Despite that assurance from Cubera and many other furious Puerto Ricans, it remained uncertain that the anti-Rosselló forces would be able to forge a strong and long-lasting movement able to force the 40-year-old governor from power. Rosselló’s pro-statehood party holds both houses of the territory’s legislature and officials have said they do not intend to start impeachment proceedings for now.

“I’m committed, more strongly than ever, to move ahead with the public policies that we’ve worked for so hard in all areas of the government,” Rosselló said in a written statement Thursday morning. “I strongly believe that it’s possible to restore confidence and that we’ll be able to reconcile after this painful and sad process.”

By Thursday late afternoon, Rosselló was significantly weakened by calls to resign from two of the most important figures in his New Progressive Party — former Gov. Luis Fortuño and Ramón Luis Rivera Jr., mayor of the city of Bayamón.

Meanwhile, President Donald Trump weighed in on the upheaval in Puerto Rico, tweeting harsh words for the territory’s leadership. Trump focused more on one of Rosselló’s main antagonists than the governor himself, however.

“A lot of bad things are happening in Puerto Rico,” Trump tweeted, adding that “The Governor is under siege” and deriding San Juan Mayor Carmen Yulín Cruz, a frequent critic of both the president and Rosselló, as “a despicable and incompetent person who I wouldn’t trust under any circumstance.”

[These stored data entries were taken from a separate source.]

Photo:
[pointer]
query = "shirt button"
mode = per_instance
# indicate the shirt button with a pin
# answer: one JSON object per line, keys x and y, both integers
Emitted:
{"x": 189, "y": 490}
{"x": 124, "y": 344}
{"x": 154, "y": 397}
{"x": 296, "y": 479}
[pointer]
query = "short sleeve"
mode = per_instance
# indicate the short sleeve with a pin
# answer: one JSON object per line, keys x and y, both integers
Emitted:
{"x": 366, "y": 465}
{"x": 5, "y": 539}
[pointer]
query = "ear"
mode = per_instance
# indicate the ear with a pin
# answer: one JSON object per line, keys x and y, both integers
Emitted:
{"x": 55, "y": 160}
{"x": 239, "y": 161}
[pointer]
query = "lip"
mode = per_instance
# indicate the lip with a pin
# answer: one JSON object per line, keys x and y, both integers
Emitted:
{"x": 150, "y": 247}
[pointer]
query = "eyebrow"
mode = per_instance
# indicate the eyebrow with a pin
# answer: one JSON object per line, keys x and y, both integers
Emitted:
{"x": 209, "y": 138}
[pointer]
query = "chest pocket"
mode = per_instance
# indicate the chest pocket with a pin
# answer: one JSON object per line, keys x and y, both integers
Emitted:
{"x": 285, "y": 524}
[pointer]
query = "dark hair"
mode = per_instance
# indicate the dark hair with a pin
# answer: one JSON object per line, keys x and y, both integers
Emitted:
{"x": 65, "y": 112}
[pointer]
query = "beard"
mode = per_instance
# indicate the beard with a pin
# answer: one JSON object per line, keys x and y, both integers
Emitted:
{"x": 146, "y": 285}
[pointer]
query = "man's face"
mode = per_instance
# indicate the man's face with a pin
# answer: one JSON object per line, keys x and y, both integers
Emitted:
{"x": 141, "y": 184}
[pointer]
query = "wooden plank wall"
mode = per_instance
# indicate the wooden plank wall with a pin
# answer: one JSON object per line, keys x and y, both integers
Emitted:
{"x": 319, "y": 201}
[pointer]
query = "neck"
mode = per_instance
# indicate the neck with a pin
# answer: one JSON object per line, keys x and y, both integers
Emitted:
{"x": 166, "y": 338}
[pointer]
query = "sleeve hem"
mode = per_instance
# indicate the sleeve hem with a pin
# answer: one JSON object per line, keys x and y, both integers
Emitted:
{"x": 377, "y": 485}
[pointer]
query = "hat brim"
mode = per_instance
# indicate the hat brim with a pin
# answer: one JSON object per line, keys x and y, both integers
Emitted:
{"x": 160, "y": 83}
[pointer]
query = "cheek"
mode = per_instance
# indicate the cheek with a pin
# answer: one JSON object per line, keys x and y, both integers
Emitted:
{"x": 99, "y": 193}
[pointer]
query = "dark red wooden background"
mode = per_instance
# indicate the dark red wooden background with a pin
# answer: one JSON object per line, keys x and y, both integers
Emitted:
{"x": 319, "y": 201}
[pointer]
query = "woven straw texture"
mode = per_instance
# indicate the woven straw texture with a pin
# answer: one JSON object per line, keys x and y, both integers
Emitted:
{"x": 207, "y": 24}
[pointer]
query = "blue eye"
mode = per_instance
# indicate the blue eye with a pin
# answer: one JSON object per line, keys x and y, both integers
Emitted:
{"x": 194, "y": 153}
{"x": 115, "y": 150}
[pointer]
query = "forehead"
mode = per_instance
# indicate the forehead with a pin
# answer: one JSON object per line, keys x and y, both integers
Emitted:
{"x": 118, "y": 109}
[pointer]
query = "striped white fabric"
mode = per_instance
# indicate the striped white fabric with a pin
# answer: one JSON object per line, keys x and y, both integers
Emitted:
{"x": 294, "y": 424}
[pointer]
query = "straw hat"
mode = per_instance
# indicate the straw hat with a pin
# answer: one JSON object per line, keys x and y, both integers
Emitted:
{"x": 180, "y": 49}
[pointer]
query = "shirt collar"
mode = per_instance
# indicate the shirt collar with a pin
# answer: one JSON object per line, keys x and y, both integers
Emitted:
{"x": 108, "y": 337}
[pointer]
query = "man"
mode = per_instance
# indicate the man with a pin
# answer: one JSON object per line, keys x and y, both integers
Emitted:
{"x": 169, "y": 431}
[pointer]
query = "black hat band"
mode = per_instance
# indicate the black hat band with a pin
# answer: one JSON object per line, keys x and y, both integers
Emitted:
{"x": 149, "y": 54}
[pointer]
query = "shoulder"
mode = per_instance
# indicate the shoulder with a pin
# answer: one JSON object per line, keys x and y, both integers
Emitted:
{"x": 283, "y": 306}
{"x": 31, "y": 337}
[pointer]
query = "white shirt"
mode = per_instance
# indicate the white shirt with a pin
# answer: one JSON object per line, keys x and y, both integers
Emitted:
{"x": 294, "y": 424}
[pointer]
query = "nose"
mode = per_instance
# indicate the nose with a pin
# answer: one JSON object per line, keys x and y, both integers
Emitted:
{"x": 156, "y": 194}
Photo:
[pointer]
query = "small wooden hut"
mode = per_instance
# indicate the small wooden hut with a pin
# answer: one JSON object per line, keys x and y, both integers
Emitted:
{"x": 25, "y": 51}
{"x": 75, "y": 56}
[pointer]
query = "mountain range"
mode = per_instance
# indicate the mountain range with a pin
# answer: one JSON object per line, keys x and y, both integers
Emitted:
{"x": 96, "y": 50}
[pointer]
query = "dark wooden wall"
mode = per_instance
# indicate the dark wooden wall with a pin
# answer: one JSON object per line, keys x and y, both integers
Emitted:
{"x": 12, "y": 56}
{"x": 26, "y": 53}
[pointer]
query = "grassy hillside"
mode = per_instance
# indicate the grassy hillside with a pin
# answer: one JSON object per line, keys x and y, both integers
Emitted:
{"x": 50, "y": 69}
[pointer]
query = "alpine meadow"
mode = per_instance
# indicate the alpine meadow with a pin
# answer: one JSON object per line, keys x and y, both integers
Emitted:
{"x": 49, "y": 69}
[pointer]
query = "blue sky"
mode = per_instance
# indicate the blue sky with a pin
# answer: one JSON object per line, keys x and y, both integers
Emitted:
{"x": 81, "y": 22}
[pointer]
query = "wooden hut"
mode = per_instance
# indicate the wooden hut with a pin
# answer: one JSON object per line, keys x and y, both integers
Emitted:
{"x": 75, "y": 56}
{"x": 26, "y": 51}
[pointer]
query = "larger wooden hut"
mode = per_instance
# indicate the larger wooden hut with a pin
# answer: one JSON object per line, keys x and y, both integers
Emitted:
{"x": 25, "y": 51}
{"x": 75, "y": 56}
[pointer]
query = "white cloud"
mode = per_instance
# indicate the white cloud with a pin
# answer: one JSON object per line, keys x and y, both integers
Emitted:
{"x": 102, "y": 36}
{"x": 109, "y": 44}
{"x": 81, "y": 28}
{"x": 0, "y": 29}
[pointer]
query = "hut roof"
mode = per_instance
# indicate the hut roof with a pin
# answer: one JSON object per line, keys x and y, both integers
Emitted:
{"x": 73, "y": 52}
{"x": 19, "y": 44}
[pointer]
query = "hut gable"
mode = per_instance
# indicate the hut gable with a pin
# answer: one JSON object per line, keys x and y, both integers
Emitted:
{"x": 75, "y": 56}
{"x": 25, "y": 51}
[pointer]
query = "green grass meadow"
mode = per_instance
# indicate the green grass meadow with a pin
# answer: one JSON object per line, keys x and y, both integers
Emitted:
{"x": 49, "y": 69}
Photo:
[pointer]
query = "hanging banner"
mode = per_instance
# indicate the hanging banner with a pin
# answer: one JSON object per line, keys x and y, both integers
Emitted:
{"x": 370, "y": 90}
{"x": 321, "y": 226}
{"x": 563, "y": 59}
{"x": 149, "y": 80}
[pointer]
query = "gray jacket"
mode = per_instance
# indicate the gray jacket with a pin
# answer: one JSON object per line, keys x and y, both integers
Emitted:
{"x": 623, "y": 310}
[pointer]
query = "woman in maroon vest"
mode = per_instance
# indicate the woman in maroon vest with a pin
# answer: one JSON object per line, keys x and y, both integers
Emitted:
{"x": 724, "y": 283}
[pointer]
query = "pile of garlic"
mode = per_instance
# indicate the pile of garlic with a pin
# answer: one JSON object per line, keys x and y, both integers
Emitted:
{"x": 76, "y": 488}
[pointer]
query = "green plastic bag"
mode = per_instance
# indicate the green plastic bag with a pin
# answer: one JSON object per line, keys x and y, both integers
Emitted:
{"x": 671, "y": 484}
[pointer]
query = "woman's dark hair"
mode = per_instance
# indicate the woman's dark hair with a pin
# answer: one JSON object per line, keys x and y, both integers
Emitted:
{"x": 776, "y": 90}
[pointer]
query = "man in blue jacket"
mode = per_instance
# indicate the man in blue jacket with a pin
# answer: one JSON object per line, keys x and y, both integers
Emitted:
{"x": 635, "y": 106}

He alleged that much of relief funding approved by Congress after 2017’s devastating Hurricane Maria “was squandered away or wasted, never to be seen again.”

The mayor responded on Facebook, saying “I understand you are unwilling and unable to understand DIGNITY when it hits you straight on. I also understand you cannot condemn corrupt, misogynistic, homophobic, and abusive behavior. After all, if you did, you would be passing judgement (sic) on yourself.”

The U.S. island is struggling to emerge from a debt-driven financial failure and a recession that’s over a decade old. It also seeks more federal aid to recover from Maria, which devastated Puerto Rico’s electrical grid and from a months-long failure to provide care to the elderly and medically vulnerable.